# 2000 toyota corolla pinging and p0171 code



## hawaiiboy (Dec 27, 2011)

My car has about 175k miles. There is a pinging sound which is pronounce when the car is going up the hill or accelerating. I sometimes get a p0171 OBD-2 code. Don't know why I'm getting a lean condition. Tried to locate a vacuum leak within the front of the engine near the intkake mnifold


----------



## ukrkoz (Dec 31, 2010)

Your timing is off. Not sure if you have belt or chain, but if belt - was it replaced?
How did you try to locate air leak?


----------



## hawaiiboy (Dec 27, 2011)

The car uses a distributorless system so there is no timing adjustment. I basically sprayed brake cleaner near hose connection in trying to find hose leak.


----------



## noquacks (Jun 5, 2010)

hawaiiboy said:


> The car uses a distributorless system so there is no timing adjustment. I basically sprayed brake cleaner near hose connection in trying to find hose leak.

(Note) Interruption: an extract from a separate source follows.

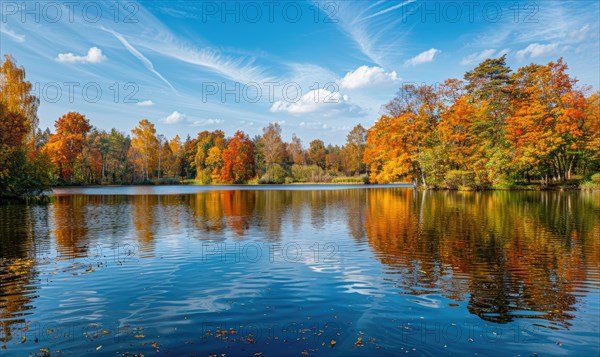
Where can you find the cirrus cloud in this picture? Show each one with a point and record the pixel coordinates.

That sometimes is adequate, but abetter method/safer is by ear- take a 1/8" ID plastic tubing, put onto your ear, other end move it around to suspect joints/connections. You will hear a loud/audible hissssssssssssss


----------



## paintdrying (Jul 13, 2012)

Beginning to think they need a special forum for car problems that are hard to find. If it has a fuel filter I would change that out. I would run some octane boaster and see if that helps. If you have a knock sensor I would look into that. My attitude has become if it runs, drive it. I have spent too much money just having one part after the other changed. A major tune up may help some, that is where you check the compression, adjust the valves, change timing belt, coil packs. Check injector spray


----------